L’Iran peut-il être authentiquement autonome ? Il lui faudrait pour cela se dégager d’une emprise : celle de la rente pétrolière. Dès lors, il est urgent que la création de richesse soit largement répartie au sein d’un peuple si longtemps écarté des responsabilités, notamment économique et pourtant si capable de les assumer. Le fait que les produits du commerce extérieur iranien sont assurés à 98% par les hydrocarbures est un sujet de désolation. Les ombres dans les relations bilatérales procèdent essentiellement d’une crainte, celle de ne pas voir l’Iran exercer d’influence stabilisatrice (ne parlons pas de rayonnement dans le contexte polémique actuel). Plus que jamais, on espère voir l’Iran impressionner le monde par la prospérité et la sagesse auxquelles sa vieille civilisation le prédispose. Les craintes ne sont pas celles d’une hypothétique hégémonie iranienne ou chiite. Bien au contraire on attend de l’Iran qu’il soit, comme auparavant dans son histoire, un môle de stabilité et d’indépendance face aux grandes expansions.

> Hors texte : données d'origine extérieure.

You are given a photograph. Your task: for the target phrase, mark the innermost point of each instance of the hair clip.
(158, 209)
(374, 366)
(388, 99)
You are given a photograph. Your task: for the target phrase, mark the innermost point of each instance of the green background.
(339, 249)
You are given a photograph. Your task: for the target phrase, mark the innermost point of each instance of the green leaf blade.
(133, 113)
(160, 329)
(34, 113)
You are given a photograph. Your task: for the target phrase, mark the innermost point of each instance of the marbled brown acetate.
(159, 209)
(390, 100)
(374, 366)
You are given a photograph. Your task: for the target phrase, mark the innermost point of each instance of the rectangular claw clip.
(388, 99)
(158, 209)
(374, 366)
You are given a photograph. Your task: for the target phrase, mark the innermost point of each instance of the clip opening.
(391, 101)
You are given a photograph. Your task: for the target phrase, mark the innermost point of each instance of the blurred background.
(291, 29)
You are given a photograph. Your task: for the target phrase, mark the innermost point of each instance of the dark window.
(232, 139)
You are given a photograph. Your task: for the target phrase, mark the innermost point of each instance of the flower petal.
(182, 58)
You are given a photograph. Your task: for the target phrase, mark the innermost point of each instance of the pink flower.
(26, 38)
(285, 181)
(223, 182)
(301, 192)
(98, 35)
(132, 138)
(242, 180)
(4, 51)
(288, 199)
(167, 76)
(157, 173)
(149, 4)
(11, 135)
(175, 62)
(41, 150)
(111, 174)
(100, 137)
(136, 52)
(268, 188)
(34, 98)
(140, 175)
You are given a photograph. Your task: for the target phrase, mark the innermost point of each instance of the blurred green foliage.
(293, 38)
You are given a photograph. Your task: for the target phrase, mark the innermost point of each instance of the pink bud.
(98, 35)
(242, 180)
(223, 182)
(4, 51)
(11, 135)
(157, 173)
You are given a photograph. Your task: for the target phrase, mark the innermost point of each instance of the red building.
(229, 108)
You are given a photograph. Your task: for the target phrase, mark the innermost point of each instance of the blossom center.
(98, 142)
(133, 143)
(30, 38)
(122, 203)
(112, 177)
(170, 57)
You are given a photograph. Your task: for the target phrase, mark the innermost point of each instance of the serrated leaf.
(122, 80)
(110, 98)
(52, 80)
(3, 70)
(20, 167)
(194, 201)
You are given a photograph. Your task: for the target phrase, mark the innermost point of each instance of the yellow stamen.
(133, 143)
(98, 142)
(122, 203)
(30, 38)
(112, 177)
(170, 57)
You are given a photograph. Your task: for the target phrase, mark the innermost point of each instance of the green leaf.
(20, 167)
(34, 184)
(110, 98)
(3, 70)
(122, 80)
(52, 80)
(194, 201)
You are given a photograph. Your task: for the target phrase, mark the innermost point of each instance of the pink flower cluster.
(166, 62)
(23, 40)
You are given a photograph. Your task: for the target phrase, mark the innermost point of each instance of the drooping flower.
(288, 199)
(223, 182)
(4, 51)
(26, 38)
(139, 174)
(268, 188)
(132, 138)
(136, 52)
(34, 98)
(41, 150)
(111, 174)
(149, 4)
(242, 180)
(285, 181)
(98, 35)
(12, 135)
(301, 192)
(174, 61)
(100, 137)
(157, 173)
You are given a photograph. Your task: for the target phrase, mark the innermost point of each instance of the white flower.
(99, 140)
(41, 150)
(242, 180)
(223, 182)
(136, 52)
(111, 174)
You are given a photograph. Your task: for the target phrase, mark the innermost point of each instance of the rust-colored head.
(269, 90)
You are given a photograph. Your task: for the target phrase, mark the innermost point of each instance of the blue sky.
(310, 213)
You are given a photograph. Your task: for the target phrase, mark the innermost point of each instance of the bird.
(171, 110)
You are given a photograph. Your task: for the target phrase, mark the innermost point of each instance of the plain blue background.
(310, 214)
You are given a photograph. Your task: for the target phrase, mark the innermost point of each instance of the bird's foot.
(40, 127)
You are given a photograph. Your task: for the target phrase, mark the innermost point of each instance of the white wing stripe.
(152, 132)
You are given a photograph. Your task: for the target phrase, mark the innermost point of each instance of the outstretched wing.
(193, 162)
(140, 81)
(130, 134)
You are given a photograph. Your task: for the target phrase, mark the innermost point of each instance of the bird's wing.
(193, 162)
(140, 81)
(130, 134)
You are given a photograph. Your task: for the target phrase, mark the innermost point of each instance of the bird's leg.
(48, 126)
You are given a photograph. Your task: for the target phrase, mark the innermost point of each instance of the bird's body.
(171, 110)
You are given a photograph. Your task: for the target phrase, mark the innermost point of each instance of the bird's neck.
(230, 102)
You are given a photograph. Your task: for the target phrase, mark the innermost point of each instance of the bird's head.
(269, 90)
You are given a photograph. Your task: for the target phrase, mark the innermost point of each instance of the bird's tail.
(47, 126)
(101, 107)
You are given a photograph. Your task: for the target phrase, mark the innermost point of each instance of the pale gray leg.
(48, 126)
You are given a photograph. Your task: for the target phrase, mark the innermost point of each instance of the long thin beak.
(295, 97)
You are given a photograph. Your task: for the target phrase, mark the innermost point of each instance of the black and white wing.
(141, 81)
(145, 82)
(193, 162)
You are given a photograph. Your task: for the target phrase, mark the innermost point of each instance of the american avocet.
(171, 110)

En fait, l’Iran et la France ont en commun un certain destin, sont soumis à une même fatalité, celle de se présenter comme des « anti-puissances ». Les deux pays se sont essayés à l’expansionnisme préventif ou à la pratique du « contre empire » comme aux temps de Nader Shah et de Napoléon. A présent que le monde se trouve mis en demeure de se gérer lui-même (seule forme de mondialisation qui vaille) il ne peut plus se permettre d’être régi par les rapports de force. L’autorité du droit est appelée à l’emporter sur celle de la puissance. Le chemin à cet égard est long et difficile. Il serait ridicule de prophétiser la fin à court terme de toute politique de puissance mais ce chemin est de ceux que la France et l’Iran semblent voués à emprunter de concert.
Pour montrer la proximité des sensibilités françaises et iraniennes après tant d’années de fréquentation réciproque, j’aurais aimé citer un poète persan. Or ce qui me vient immédiatement à l’esprit est un vers de Guillaume d’Apollinaire, vers écrit « sur le front », tandis que des obus et des fusants explosaient dans les airs :
Un poète dans la Forêt Regarde avec indifférence Son revolver au cran d’arrêt Des roses mourir d’espérance Il songe aux roses de Saadi…
Ainsi un poète français face à l’absurdité de la guerre trouvait son réconfort, dans l’évocation du Golestan[1].
* Ambassadeur de France qui fut chef de poste en Iran et au Pakistan, et envoyé spécial de l’UNESCO en Afghanistan.
Note
[1]Le Golestan ou Roseraie est le recueil le plus fameux des poèmes de Saadi de Chiraz. Cet auteur célèbre, de son vrai nom Mushrifu-Din Abdullah est né à Chiraz en 1184 et décédé en 1283/1291.